The new regulations would see accreditation criteria altered and split into different categories.
Basing on past experiences in which private media journalists have been blocked from covering some state events, ZOCC feels the new accreditation regime could disadvantage its membership.
The media group views the controversial changes as counter-productive and calculated towards reducing media freedoms and rights as espoused in various statutes, of which Zimbabwe is a signatory.
ZOCC president Toneo Rutsito said the move by the ZMC was illegal and likely to be abused to the disadvantage of various online content creators, on whose behalf the court action is being made.

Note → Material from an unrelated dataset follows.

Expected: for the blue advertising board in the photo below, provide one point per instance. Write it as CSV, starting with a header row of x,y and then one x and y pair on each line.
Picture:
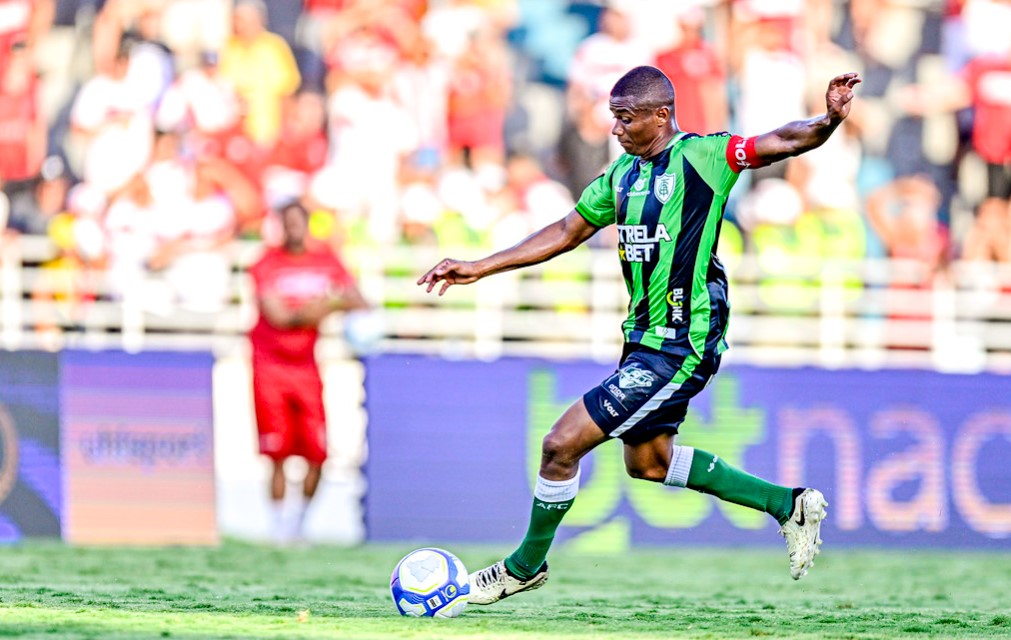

“ZMC is only empowered to accredit local and foreign journalists according to Statutory Instrument 169C of 2002,” Rutsito said.
“The introduction of other categories are in violation of Section 61 and 62 of the Zimbabwe constitution; needless to say, if it goes unchallenged, the ZOCC members will be discriminated and denied access to state events on the basis of ID colour.”
He continued: “This cannot be allowed to go unchallenged as our members are already being denied access to certain state events on borderline frivolous grounds.
“ZOCC strongly believes in the freedom of media and upholding of ethical, credible and balanced journalism, as cornerstone values that build and strengthen the media society.
“We yearn for an era where media laws are relaxed or repealed and allow each and every media practitioner to self-regulate as they continue to play their pivotal role of the fourth estate.”
ZOCC is a voluntary association of Online Content Creators comprised of bloggers, vlogers, animators, graphics players, amongst others who predominantly publish their creativity on the Internet.